A disseminação da gripe aviária altamente patogênica é uma preocupação para os governos e para o setor avícola devido à devastação que pode causar aos plantéis, à possibilidade de restrições comerciais e ao risco de uma nova pandemia.
O vírus foi detectado em 122 fazendas e em 1.125 infecções de aves selvagens até 11 de novembro, informou o FLI.
A gripe aviária é uma doença sazonal transmitida por aves selvagens migratórias. Os surtos tendem a aparecer no início do outono, aumentam até o fim do ano e atingem o pico na primavera.
Até o momento, a gripe aviária levou ao abate de mais de 1 milhão de aves na Alemanha. Embora outros países da Europa também tenham registrado um número maior de surtos nesta temporada, a Alemanha é, de longe, o país mais afetado.
"Na Alemanha, houve um aumento acentuado nos surtos de aves domésticas nas últimas semanas", afirmou o FLI em sua última avaliação de risco.
"O número de casos em aves selvagens também aumentou de forma muito significativa. Detecções excepcionalmente frequentes estão sendo observadas atualmente em grous, cuja migração de outono contribuiu para a disseminação ainda maior do vírus", afirmou.
O instituto disse que "não há alívio à vista", classificando o nível de risco atual como "alto" e ressaltando os desafios impostos pelos padrões de migração das aves e pelos esforços locais de contenção.

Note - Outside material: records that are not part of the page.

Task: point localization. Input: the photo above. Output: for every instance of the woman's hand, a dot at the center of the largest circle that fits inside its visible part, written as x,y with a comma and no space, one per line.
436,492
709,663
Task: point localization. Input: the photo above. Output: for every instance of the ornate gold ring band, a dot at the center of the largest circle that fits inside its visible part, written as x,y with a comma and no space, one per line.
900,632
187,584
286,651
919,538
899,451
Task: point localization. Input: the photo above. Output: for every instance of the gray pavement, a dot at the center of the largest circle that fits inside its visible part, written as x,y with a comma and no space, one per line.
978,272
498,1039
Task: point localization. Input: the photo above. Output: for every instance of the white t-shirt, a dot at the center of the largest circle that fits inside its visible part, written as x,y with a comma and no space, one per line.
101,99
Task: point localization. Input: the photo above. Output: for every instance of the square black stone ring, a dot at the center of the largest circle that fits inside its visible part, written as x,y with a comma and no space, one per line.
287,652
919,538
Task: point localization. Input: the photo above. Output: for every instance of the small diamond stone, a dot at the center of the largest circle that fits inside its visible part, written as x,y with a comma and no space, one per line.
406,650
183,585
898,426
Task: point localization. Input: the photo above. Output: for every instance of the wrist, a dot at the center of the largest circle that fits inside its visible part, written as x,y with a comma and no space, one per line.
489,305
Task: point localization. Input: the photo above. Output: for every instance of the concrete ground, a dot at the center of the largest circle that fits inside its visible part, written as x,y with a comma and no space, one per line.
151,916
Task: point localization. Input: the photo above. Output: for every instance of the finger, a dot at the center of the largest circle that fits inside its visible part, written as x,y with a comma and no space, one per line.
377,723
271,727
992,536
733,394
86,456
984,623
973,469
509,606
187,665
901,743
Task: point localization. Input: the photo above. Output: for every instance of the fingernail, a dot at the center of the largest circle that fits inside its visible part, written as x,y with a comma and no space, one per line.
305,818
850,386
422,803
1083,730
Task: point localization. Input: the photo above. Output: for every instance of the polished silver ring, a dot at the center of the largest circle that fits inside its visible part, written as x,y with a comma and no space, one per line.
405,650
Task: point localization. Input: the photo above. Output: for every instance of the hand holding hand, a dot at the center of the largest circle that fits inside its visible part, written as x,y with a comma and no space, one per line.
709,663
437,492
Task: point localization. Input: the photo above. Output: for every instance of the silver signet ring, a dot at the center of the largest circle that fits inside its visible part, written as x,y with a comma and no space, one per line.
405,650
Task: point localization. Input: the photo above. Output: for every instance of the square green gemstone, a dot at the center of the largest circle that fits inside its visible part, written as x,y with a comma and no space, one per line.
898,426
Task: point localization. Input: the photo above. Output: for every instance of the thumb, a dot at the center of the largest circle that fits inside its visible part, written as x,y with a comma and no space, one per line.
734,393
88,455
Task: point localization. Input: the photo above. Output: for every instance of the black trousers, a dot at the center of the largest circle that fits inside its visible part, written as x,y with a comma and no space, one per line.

Analistas alemães, no entanto, não relatam impacto significativo sobre os preços dos ovos ou da carne de aves, citando uma população nacional de aves de aproximadamente 200 milhões.
Embora a Alemanha não tenha imposto um lockdown em nível nacional, autoridades locais ordenaram o confinamento das aves. Em certas áreas, as proteções aos grous foram flexibilizadas, permitindo que fossem abatidos em zonas de alto risco para limitar a disseminação do vírus.